MUMBAI, August 24: In their quest to make a fast buck at any cost, curio shop owners at Elephanta Caves have been merrily marketing a new, sexual avatar of Gautam Buddha. Metal statues of Buddha in a sexual pose with a nude woman while performing the padmasana are being sold in varying sizes outside the caves at Gharapuri for anything between Rs 200 and Rs 2,000. Two city-based Buddhist organisations have threatened to launch an agitation if the offending statues are not removed from sight.Bhadanta Vishuddhananda Bodhi Thero, president of the Mumbai-based Akhil Bharatiya Bhikkhu Sangh and the Akhil Bharatiya Buddhaleni Bachav Samiti, stumbled upon the statues when he visited the caves along with another Buddhist upasak from Aurangabad, Uttamrao Jadhav, on August 18. A complaint lodged with the Uran police resulted in the arrest of five traders, all residents of Gharapuri.
Pandurang Gharat, Mangesh Vasudev Patil, Chandrakant Damodar Thakur, Waman Lakshman Gharat and Ankush Yashwant Mhatrehave been charged with ``causing damage and hurting the feelings of the Buddhist community''. The traders have been released on bail.

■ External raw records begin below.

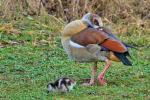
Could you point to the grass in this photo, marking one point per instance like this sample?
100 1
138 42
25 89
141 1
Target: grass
31 59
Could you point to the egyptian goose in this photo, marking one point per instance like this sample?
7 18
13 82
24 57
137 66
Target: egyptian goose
86 40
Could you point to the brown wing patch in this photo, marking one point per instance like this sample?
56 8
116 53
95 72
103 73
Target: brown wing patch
89 36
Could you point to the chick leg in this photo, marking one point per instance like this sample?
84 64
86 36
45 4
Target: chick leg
102 74
93 76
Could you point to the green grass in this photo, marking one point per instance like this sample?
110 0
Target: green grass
38 58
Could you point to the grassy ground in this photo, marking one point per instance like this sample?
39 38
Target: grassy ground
31 55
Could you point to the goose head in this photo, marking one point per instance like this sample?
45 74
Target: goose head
92 20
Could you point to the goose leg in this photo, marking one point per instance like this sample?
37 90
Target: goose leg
93 76
102 74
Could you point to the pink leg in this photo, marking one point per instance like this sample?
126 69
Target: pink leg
93 79
102 74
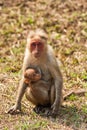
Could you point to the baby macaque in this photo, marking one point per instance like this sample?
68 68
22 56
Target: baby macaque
47 88
31 75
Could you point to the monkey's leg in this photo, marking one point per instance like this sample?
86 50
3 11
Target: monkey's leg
17 107
38 97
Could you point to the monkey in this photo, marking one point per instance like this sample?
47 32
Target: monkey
31 75
47 91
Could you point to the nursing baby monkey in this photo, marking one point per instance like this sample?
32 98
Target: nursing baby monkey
44 90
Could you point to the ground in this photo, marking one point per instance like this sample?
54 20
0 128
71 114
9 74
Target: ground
65 21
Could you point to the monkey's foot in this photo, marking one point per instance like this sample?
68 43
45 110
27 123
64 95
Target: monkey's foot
13 110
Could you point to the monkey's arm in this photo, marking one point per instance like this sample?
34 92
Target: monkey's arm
17 107
58 83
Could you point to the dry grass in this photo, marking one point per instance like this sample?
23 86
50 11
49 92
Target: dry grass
66 24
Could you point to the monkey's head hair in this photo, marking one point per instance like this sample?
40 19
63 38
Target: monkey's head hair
38 32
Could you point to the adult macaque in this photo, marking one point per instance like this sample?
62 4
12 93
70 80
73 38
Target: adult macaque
32 75
46 91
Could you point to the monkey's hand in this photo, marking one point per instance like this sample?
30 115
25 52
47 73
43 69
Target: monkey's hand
53 111
16 109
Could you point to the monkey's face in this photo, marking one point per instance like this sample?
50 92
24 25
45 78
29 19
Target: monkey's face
36 48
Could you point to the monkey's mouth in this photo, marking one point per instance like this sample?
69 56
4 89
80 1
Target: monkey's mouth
37 55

``On our way out of the caves, we saw about 20 statues of the Buddha in this particular pose being sold up in about six stalls and shops,'' said Thero. Two or three of them had been sold that day itself. ``We were extremely shocked. I have preached the dhamma for over 20 years now and I have never known the Buddha in this form,'' Thero told Express Newsline. ``When I quizzed the stall owners about the particular pose the Buddha was in, he told me it was a `Shakti Buddha'.''
Yet, Thero, himself a post-graduate in Pali, checked with docorates and professors in the language and in Buddhism from the Dr Babasaheb Ambedkar Marathwada Vidyapeeth at Aurangabad as well as with religious leaders at the Bodhgaya in Bihar to find out if Buddha has been recorded anywhere in connection with a sexual act. ``Dr A Ramteke, professor Bhausaheb Kurale and Dr B Ganveer of theuniversity told me that the Buddha is not known to have indulged in anything of the sort. Buddhist religious texts and literature have no record of anything more than a lunch he is said to have had with the courtesan Amrapali and an upasika named Vishakha,'' said Thero.
Thero alleged that a factory unit in Gharapuri itself was manufacturing the statues. However, the accused claimed that they were supplied the statues by a trader, whose name they said they don't know, from a factory in Uttar Pradesh.
Thero theorises that the sale of the statues is ``a conscious attempt to fit Buddha into the fold of the 33 crore Hindu Gods''. A delegation of about ten bhikkhus led by Thero has requested the Mumbai police to impose a ban on the factory.